A new cohort of founders is compressing the revenue timeline that once defined startup success, but investors say durability matters far more than speed.
Reaching $10 million in annual recurring revenue used to be a milestone that took startups years to achieve and months to celebrate. A new wave of AI-native companies is doing it in a quarter.
Stripe’s 2025 annual letter revealed that the number of companies reaching $10 million ARR within three months of launch was double the 2024 count. The payments giant did not disclose the underlying hard numbers, but the directional signal is striking across every metric in the report.

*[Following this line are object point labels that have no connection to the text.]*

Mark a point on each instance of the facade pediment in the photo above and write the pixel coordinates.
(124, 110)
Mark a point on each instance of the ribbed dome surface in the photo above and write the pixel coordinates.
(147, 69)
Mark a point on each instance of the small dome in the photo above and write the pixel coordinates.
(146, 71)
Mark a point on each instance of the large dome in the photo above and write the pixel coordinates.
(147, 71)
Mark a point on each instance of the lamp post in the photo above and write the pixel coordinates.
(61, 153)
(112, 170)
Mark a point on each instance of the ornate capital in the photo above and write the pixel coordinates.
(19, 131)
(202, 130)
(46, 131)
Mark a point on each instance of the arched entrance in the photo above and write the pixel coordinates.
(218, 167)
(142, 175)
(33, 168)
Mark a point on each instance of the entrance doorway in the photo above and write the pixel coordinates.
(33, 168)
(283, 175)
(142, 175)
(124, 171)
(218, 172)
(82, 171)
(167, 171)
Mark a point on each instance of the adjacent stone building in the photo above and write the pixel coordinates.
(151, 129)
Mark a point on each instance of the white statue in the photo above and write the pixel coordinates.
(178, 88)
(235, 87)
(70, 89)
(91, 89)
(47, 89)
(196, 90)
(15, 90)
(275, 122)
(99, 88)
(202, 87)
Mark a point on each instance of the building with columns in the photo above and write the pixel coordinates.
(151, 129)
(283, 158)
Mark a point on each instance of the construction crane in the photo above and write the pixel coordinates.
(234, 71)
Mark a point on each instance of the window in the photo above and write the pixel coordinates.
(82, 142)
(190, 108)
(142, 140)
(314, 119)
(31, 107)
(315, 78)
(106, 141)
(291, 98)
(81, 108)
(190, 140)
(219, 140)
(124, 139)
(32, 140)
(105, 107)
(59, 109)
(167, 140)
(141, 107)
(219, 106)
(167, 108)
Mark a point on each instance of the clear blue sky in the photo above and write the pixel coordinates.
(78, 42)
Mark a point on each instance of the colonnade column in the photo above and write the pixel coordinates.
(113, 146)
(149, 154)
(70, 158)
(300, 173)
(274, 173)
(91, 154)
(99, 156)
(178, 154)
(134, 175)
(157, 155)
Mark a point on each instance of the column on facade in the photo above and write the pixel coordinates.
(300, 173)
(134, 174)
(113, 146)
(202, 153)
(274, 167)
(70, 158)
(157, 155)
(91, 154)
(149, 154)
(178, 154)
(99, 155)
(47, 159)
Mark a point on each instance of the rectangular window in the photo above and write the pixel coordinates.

Businesses running on Stripe generated $1.9 trillion in total volume in 2025, up 34% from 2024, equivalent to roughly 1.6% of global GDP. The 2025 cohort of new businesses grew around 50% faster than the 2024 cohort. Among startups incorporated through Stripe Atlas, 20% now land their first paying customer within 30 days of incorporation, more than double the rate in 2020.
The median Atlas startup that incorporated in 2025 generated 39% more revenue in its first six months than its 2024 counterpart. More Atlas startups hit $100,000 in revenue in their first six months, 56% more than in 2024, and they got there nearly 11% faster, in 108 days versus 121. In January 2023, just 15% of Atlas founders said they were building AI startups. By 2024 that rose to 33%. In 2025, it hit 42%.
Stripe’s own research pointed in this direction earlier. The top 100 AI companies on Stripe achieved annualized revenues of $1 million in a median period of just 11.5 months, four months ahead of the fastest-growing SaaS companies. Individual examples made headlines: AI coding assistant Cursor exceeded $100 million in revenue, Lovable hit $17 million in ARR in just three months, and Bolt achieved $20 million in ARR in two months.
Best-in-class enterprise AI startups are now reaching $2 million or more in ARR within their first 12 months, while consumer-focused AI ventures are hitting $4.2 million or more in the same timeframe. AI-native startups are expected to outperform traditional SaaS by 300% in revenue per employee. A $10 million ARR AI startup might require only 15 to 20 employees, whereas a traditional SaaS company would typically need 50 to 70.
Steve Horrex, Finance Director for Stripe EMEA, described the data as “mind-blowing.”
“AI companies aren’t just growing fast — they’re rewriting the startup playbook,” he said. “We’re seeing companies reach revenue milestones that traditionally took years to achieve in a matter of months.”
Hypergrowth at this pace creates internal strain as much as external opportunity.
“You want standardized FP&A processes — long-range plans feeding annual plans, feeding OKRs,” Horrex explained. “But you’re in a world where you fly through forecasts within a quarter because growth is unpredictable.”
He noted that finance teams are moving from weekly or monthly volume monitoring to daily insights and continuous trend analysis.
Stripe’s cofounders Patrick and John Collison noted in their letter that nearly every recognisable AI product launched globally by default, including ChatGPT, Claude, Replit, Lovable, Cursor, and Midjourney. The global-from-day-one pattern means that even very small teams are managing multicurrency operations, cross-border compliance, and international customers from the outset.
Analysis of 3,500 software companies through 2025 found that AI-native companies had a median gross revenue retention of just 40% and median net revenue retention of 48%, worse than both B2B SaaS (82% NRR) and B2C (49% NRR).
According to OpenView Partners’ Q4 2025 benchmarking report, the median AI-native company is losing 43% of its customers annually, nearly double the 23% churn rate for traditional SaaS. Companies with net dollar retention above 110% grew revenue by an average of 87% year-over-year. Those with retention below 80% showed just 23% growth, with 31% of those companies actually shrinking.
Traditional software firms can thrive with monthly churn in the low single digits. But many AI companies are seeing double that, meaning they have to sprint just to stand still, constantly replacing users who move on to the next tool. Without unique intellectual property or deep workflow integration, such products can be replaced with minimal friction. There is some cause for measured optimism.
AI retention improved significantly through 2025. Median gross retention jumped from 27% in January to 40% in September, suggesting that early “AI tourists” have largely exited and those who remain are shifting from experimentation to genuine production use. In comparison, in 2024 founders were still publicly celebrating hitting $10 million in ARR in three years, which by most business standards remains a metric worth boasting about.